Personal information
- Date of birth: October 9, 2001 (age 24)
- Place of birth: Blaine, Minnesota, US
- Height: 5 ft 10 in (1.78 m)
- Positions: Winger; forward;

Team information
- Current team: Forward Madison
- Number: 27

Youth career
- 0000–2019: Minneapolis United

College career
- Years: Team / Apps / (Gls)
- 2019–2022: Indiana Hoosiers / 84 / (12)

Senior career*
- Years: Team / Apps / (Gls)
- 2021: Ocean City Nor'easters / 0 / (0)
- 2022: Minneapolis City SC / 3 / (1)
- 2023–2025: FC Dallas / 12 / (0)
- 2023–2025: → North Texas SC / 36 / (6)
- 2025: → Colorado Springs Switchbacks (loan) / 7 / (1)
- 2026–: Forward Madison / 0 / (0)

= Herbert Endeley =

American soccer player (born 2001)

Herbert Endeley (born October 9, 2001) is an American soccer player who plays as a forward for USL League One club Forward Madison FC.

== Career ==
=== Youth, college, and amateur ===
Endeley was born in Blaine, Minnesota, but moved to Tanzania when he was four years old where he lived for five years. Endeley returned to the United States and attended Totino-Grace High School, where he scored 77 goals in 74 career games. He earned First-Team All-State honors, All-America, and All-Midwest accolades. For the 2018–19 season, he was named Mr. Soccer for the state of Minnesota as well as the Minneapolis Star Tribune Player of the Year. Endeley also played club soccer with local side Minneapolis United.

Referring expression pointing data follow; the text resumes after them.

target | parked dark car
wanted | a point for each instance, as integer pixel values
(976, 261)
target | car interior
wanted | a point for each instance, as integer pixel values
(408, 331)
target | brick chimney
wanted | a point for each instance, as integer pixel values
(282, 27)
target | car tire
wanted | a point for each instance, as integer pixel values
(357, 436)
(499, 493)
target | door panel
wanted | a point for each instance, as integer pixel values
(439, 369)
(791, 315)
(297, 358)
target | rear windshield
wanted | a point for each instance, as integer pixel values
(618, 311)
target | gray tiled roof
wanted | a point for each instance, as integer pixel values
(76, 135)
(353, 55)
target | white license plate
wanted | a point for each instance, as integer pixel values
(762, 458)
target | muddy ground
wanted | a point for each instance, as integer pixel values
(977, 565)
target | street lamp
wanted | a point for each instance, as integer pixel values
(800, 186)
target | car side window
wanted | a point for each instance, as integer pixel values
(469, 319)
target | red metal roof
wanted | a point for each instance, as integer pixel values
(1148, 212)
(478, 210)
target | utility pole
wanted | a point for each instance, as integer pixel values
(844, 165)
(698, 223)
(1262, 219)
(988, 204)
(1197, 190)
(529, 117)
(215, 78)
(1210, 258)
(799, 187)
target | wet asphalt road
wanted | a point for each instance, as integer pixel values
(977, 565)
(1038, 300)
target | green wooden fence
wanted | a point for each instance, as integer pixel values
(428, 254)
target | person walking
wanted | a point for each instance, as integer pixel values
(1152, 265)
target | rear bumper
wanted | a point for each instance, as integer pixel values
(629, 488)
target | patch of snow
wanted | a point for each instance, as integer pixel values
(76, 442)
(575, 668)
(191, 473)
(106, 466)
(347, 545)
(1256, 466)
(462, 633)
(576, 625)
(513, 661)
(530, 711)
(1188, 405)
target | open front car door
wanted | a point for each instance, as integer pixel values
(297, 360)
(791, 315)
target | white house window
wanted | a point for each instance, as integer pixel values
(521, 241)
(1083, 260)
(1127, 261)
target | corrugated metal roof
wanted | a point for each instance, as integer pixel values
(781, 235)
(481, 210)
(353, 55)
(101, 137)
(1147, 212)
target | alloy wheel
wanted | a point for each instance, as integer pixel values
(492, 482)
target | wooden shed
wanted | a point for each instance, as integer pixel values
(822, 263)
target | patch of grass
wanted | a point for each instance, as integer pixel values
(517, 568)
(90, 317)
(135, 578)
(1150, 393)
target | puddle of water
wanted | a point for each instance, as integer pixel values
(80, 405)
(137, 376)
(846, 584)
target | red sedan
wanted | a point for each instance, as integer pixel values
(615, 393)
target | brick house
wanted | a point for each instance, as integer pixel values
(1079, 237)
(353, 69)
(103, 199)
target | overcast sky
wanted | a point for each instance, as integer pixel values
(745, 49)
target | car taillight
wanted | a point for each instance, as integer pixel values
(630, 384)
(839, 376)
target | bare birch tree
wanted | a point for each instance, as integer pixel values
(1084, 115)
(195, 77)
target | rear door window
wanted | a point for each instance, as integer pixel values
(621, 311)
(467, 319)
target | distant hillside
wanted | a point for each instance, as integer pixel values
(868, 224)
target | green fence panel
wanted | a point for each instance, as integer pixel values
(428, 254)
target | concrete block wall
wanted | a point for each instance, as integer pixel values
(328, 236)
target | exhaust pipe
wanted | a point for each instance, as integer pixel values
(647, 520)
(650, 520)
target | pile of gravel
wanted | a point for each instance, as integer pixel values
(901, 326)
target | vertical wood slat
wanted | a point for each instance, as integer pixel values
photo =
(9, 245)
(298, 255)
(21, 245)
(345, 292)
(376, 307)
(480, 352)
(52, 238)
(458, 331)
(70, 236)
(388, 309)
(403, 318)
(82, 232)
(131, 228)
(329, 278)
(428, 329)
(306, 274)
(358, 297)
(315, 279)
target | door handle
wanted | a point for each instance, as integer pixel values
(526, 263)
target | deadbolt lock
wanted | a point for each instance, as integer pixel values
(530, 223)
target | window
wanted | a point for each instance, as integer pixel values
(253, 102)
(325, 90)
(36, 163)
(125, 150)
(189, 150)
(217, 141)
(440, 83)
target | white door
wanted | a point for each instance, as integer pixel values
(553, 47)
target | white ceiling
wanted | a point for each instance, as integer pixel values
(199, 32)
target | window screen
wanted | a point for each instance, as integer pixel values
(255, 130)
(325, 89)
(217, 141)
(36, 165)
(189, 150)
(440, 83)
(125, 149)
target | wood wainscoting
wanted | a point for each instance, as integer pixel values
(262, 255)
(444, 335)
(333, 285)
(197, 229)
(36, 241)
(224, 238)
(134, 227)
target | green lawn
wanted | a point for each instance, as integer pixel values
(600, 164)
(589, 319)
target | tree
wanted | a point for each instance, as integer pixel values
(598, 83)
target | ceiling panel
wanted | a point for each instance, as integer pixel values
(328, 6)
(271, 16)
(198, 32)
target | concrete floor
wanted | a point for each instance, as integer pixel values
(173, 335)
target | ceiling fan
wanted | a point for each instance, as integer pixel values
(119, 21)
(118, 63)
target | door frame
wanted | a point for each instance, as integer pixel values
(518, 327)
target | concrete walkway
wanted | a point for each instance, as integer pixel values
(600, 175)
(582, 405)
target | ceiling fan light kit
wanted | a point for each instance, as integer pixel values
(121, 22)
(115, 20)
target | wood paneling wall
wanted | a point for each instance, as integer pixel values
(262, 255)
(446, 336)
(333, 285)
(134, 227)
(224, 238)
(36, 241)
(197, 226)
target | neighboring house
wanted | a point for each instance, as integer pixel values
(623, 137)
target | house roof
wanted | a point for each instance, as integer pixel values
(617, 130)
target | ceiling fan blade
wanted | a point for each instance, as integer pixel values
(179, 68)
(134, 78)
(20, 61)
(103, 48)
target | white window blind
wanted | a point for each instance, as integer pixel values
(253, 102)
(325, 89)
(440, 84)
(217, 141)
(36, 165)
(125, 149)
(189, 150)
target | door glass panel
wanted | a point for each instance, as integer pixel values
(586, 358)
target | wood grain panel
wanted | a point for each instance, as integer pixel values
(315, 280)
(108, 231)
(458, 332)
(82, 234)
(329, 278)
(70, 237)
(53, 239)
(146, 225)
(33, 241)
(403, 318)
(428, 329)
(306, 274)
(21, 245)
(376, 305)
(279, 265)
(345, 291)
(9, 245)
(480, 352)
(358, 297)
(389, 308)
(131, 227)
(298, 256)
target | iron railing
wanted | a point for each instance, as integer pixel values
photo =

Endeley attended Indiana University Bloomington to play college soccer. Over four seasons with the Hoosiers, Endeley made 84 appearances, scoring 12 goals and tallying 17 assists. He was an All-Big Ten Conference selection every year of his collegiate career, including earning second-team all-conference honors his senior season.

While at college, Endeley was announced as a new signing for the amateur side Ocean City Nor'easters for their upcoming 2021 season in the USL League Two, but he never made an appearance for the team. In 2022, Endeley joined up with USL League Two side Minneapolis City SC where he made three appearances and scored a single goal.

=== Professional ===
On December 21, 2022, Endeley was selected 24th overall in the 2023 MLS SuperDraft by FC Dallas. On February 15, 2023, Endeley signed his first professional contract with Dallas on an initial one-year deal. He made his FC Dallas debut on May 27, 2023, appearing as an 84th-minute substitute during a 1–1 draw with San Jose Earthquakes. Endeley also spent time on loan with the club's MLS Next Pro side North Texas SC.

On March 27, 2025, Endeley was loaned to USL Championship side Colorado Springs Switchbacks for the remainder of the season. However, on June 2 his loan was terminated early due to injury. On November 20, FC Dallas announced that they had declined his contract option.

Endeley signed with Forward Madison of USL League One on June 29, 2026.